Irish teenagers have one of the lowest 'life satisfaction' rates in Europe, UNICEF study shows

Irish teenagers have one of the lowest 'life satisfaction' rates in Europe, UNICEF study shows

IRISH TEENAGERS are among the least satisfied with their lives compared with their counterparts in wealthy nations around the world.

Data compiled by UNICEF recorded several measures of childhood wellbeing and development across 38 countries.

It found that more than one in four Irish youngsters rated their satisfaction with life lower than five out of 10.

Ireland had one of the lowest rates of adolescent life satisfaction rates in the survey, at 72%.

Mental health, body image issues and physical health were among some of the concerns raised in the survey, along with pressure to succeed in school, bullying and a sense of meaning/purpose in life.

Ireland ranked 26th our of 38 nations for mental wellbeing, with the Netherlands, Cyprus and Spain taking the top three spots, while those in Turkey had the lowest life satisfaction rate, at just 52%.

Ireland also ranked in 17th place in the category of physical wellbeing, with Japan, Luxembourg and Switzerland taking the top spots.

Over a quarter (27%) of Irish 11 to 15-year-olds said they were too fat while 14% said they were too thin. Girls in Ireland are among the most likely in the survey to link life satisfaction with body image, along with teenagers in Scotland, Finland and the Netherlands.
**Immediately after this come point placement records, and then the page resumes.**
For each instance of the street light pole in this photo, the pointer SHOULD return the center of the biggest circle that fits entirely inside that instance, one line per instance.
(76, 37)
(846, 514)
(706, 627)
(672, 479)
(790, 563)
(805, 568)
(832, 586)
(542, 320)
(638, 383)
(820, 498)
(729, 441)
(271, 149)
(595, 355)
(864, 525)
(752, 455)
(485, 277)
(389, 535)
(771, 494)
The report also noted that six in 100,000 Irish teenagers commit suicide every year.

UNICEF Ireland Executive Director Peter Power said: "The situation for children in Ireland is improving, which shows that we have been taking the right steps.

"But change takes time and we are now facing a significant economic threat. Investing in child wellbeing brings reliable and positive outcomes in the long-term, and it is the right thing to do.

"We must study the lessons learned during the last recession, when children bore the brunt of austerity measures. The Government must continue to invest in child well-being, during this difficult economic period, or face spikes in child poverty and inequality."